Rukmini is about 65. She is reed thin, with a sari draped around her. Else you could see her protruding bones. She has an almirah at the end of her kitchen. Just behind the stack of steel and aluminium utensils. But she wears all her jewellery. A thick gold chain, earrings with strings going around her ears and anklets. That's all the jewellery she has. The rest she has sold. To get money to run her house hold. She began selling the brass and copper utensils first. After they were emptied out, she began selling her gold.
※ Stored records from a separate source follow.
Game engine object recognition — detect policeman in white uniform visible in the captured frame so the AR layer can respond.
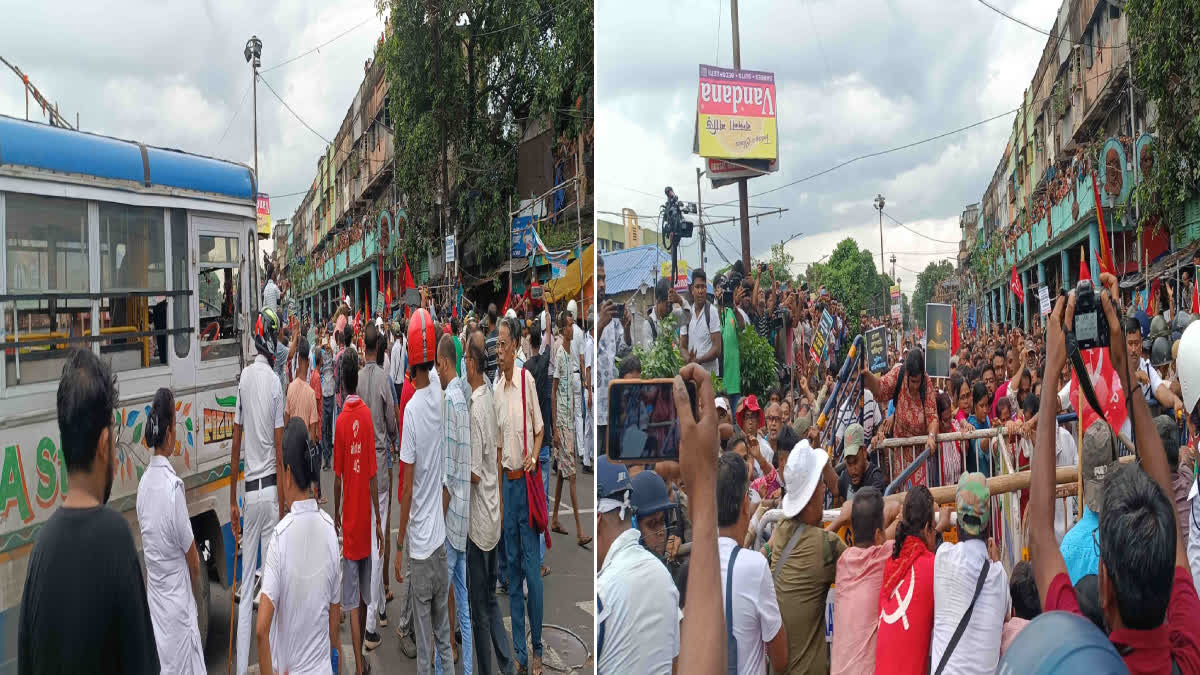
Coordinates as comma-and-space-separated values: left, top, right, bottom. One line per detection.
229, 309, 284, 675
257, 418, 349, 674
137, 386, 207, 675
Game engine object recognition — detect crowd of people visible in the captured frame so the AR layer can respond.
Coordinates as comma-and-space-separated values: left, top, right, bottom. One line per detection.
596, 254, 1200, 674
18, 253, 593, 674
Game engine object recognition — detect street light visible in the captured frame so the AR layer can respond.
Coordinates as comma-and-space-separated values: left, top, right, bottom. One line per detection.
242, 35, 263, 187
875, 195, 888, 317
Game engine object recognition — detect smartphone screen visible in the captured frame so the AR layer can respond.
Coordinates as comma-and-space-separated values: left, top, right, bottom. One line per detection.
607, 380, 679, 464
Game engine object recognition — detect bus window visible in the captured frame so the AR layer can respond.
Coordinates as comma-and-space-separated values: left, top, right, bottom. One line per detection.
0, 192, 92, 387
170, 209, 192, 359
198, 234, 241, 360
100, 203, 167, 371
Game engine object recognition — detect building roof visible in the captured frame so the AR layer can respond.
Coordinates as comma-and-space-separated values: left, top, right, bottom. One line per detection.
0, 115, 256, 201
604, 244, 671, 294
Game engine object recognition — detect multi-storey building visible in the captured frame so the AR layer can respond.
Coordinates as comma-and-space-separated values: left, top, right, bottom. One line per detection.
959, 0, 1200, 328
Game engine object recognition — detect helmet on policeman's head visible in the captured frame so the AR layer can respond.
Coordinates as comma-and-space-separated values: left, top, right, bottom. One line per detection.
1171, 311, 1195, 333
408, 307, 438, 366
252, 307, 280, 366
1150, 336, 1171, 368
996, 611, 1129, 675
1175, 321, 1200, 413
596, 455, 634, 502
1150, 315, 1171, 340
630, 471, 677, 518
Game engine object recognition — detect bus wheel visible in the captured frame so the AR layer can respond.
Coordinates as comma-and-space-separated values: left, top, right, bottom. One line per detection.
194, 561, 211, 651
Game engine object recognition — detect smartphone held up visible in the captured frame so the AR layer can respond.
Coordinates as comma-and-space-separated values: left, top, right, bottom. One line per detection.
605, 378, 698, 464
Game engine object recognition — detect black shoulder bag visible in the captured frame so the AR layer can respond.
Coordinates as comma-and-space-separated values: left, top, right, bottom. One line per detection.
725, 544, 742, 675
934, 560, 991, 675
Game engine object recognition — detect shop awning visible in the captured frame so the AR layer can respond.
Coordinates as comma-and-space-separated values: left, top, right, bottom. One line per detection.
545, 244, 596, 303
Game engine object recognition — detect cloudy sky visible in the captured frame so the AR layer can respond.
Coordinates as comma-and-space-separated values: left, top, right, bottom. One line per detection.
596, 0, 1060, 293
0, 0, 383, 252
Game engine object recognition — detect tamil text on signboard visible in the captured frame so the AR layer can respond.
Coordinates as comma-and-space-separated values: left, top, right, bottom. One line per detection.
257, 192, 271, 237
696, 66, 779, 160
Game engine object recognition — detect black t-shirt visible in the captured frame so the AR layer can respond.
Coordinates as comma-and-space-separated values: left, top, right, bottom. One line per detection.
17, 507, 160, 675
838, 462, 888, 500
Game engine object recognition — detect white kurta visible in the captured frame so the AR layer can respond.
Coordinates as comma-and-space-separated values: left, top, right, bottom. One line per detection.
137, 455, 205, 674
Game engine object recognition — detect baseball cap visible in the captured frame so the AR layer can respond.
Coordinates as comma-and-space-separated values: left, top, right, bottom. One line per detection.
781, 441, 829, 518
844, 422, 863, 458
954, 472, 991, 536
1079, 419, 1117, 513
738, 394, 763, 426
716, 396, 730, 413
792, 414, 812, 438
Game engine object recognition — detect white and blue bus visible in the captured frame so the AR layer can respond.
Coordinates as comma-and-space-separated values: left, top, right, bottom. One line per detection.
0, 117, 259, 673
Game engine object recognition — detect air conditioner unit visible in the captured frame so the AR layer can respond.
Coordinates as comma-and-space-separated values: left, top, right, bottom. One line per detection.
1070, 44, 1084, 91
Her house is a train of rooms. The first room has nothing. It's almost on the verandah. It has nothing though. The second room has a bed. And a mirror in which Rukmini has seen herself grow older over the decades. From a nubile bride of sixteen. Till her breasts sagged and the wrinkles came over and her luscious hair fell off. Every single day of those several decades, Rukmini focussed on her face in the mirror and placed a thick red dot of vermilion between her brows. The third and the last room is the kitchen with a small stove and groceries stacked in the wooden shelf. Here she cooks two meals for her rather senile husband who sleeps on the single bed in the second room all day. Who screams a lot and hears nothing. His word being her command.
She is childless. Everyday, all those years in her youth when she bathed by the well in her backyard, she felt a void in her womb and her eyes filled up. So she snuggles up to the children of others. And embraces them tight till her heart's content.
She has a string of marigold shrubs around her well she tends to. And she also has a kitten. Who she feeds the occasional fish bone to. Sometimes even now, she feels the void in her reed thin body and goes on with her day.